Raytheon-Manufactured Bomb Kills 31 Civilians at Yemen Water Drilling Site in Apparent War Crime

| Importance: 10/10

Before dawn on September 10, 2016, Saudi-led coalition aircraft conducted repeated airstrikes on a water drilling site in Arhab, Sanaa governorate, Yemen, killing at least 31 civilians and wounding 42 others in what Human Rights Watch characterized as an apparent war crime. The first strike hit near a workers’ shelter occupied by nearly a dozen workers and managers at approximately 5:30 AM, killing six and wounding five others. After several dozen villagers arrived around 9:00 AM to remove bodies and examine the site, coalition aircraft returned and proceeded to bomb the vicinity at least 12 more times over the course of three hours, with strikes occurring approximately 15 minutes apart. These secondary strikes killed at least 15 additional civilians and wounded dozens more, demonstrating a pattern of “double-tap” strikes designed to maximize casualties among first responders—a tactic that constitutes a clear violation of the laws of war.

Raytheon Bomb Manufactured in Arizona

Human Rights Watch weapons experts examined and photographed remnants of two US-made GBU-12 Paveway II laser-guided 500-pound bombs found at the strike site. One bomb’s wing assembly bore markings indicating production by Raytheon Company at its Tucson, Arizona facility in October 2015—manufactured less than a year before it killed Yemeni civilians. The precision-guided munition’s presence at an isolated water drilling site—reachable only by dirt road and located two kilometers from the nearest village—demonstrated that the coalition possessed the technological capability to strike with extreme accuracy, making the civilian casualties result from deliberate targeting decisions rather than technological limitations. The drill rig represented critical civilian infrastructure in a region facing severe water scarcity, and its targeting violated prohibitions against attacking objects indispensable to the survival of the civilian population.

Double-Tap Strike Pattern

The systematic nature of the attack—an initial strike followed by repeated attacks on rescuers hours later—constituted a textbook “double-tap” strike designed to kill first responders. This tactic violates fundamental principles of international humanitarian law, which requires parties to a conflict to take all feasible precautions to avoid civilian harm and prohibits attacks that fail to distinguish between military objectives and civilians. The coalition aircraft had sufficient time during the three-hour attack sequence to observe that the site contained only civilian workers and rescuers, yet continued striking. The attack occurred in an unpopulated area with no apparent military objective, and witnesses reported no Houthi military presence or activity in the vicinity.
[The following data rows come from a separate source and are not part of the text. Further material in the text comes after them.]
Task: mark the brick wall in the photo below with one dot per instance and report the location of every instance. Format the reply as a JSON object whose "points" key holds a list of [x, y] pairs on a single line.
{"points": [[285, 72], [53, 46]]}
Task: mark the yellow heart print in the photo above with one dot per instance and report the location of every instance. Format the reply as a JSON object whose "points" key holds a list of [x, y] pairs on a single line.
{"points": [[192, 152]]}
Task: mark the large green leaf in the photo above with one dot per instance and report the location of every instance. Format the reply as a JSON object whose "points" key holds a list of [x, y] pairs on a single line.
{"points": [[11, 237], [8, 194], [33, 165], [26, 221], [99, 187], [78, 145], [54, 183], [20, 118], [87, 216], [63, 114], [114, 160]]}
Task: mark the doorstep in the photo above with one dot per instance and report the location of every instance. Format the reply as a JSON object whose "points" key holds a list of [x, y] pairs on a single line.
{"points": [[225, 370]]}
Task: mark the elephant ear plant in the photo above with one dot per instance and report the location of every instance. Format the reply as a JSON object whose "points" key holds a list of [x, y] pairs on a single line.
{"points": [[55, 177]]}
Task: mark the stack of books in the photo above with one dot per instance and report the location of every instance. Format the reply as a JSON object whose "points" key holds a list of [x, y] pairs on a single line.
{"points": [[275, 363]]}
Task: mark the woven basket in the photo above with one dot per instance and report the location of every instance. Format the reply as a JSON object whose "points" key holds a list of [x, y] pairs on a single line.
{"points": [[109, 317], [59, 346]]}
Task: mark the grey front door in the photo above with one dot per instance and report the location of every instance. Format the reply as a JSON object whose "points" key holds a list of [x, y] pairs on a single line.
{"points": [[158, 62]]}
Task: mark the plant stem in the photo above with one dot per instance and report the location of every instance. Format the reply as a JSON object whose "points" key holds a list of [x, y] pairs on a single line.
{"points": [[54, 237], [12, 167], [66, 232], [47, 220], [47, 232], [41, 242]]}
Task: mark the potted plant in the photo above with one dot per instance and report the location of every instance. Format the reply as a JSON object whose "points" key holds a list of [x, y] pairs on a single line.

Human Rights Watch investigators found no evidence of any legitimate military target that could have justified even the initial strike, much less the sustained bombardment of rescue efforts.

US Complicity and Raytheon Profitability

The attack occurred during a period when the United States provided extensive intelligence support, aerial refueling, and logistical assistance to the Saudi-led coalition, while Raytheon and other US defense contractors supplied billions of dollars in weapons systems. The fresh manufacture date on the Raytheon bomb—produced in October 2015, just months after the Yemen war began in March 2015—demonstrated the direct pipeline between Arizona weapons factories and Yemeni civilian casualties. Raytheon’s Paveway guidance systems converted unguided bombs into precision weapons, technology the company marketed as reducing civilian casualties. However, the Arhab attack revealed how precision-guided munitions enabled war crimes by allowing attackers to deliberately target civilian sites with accuracy while maintaining plausible deniability. The attack documented a clear chain of accountability: Raytheon manufactured the weapon, the US government approved its export to Saudi Arabia, Saudi forces deliberately struck civilians, and Raytheon continued profiting from additional weapons sales despite documented use in war crimes.

Significance

The Arhab water drilling site attack exemplified the systematic pattern of Saudi coalition war crimes in Yemen enabled by US weapons manufacturers, particularly Raytheon. The attack’s targeting of critical civilian infrastructure, the use of recently-manufactured US precision-guided munitions, and the deliberate “double-tap” strikes on rescuers demonstrated that coalition forces possessed both the technological capability and tactical knowledge to avoid civilian harm but chose to inflict it. The incident provided ammunition for congressional critics of US arms sales to Saudi Arabia, though these concerns would be repeatedly overridden by executive branch determinations that weapons sales served US strategic interests. For Raytheon, the bombing represented a public relations challenge but caused no interruption to its lucrative Saudi contracts. The company’s stock price continued rising throughout 2016-2017 as Middle East tensions and Saudi weapons purchases accelerated. The attack established a pattern that would repeat throughout the Yemen war: precision-guided Raytheon weapons being used in attacks killing civilians, human rights organizations documenting the war crimes, congressional protests, executive branch defenses of arms sales, and Raytheon’s continued profitability. The 31 civilian deaths at Arhab represented not aberrations but predictable consequences of a weapons supply relationship where manufacturer profits took precedence over civilian protection.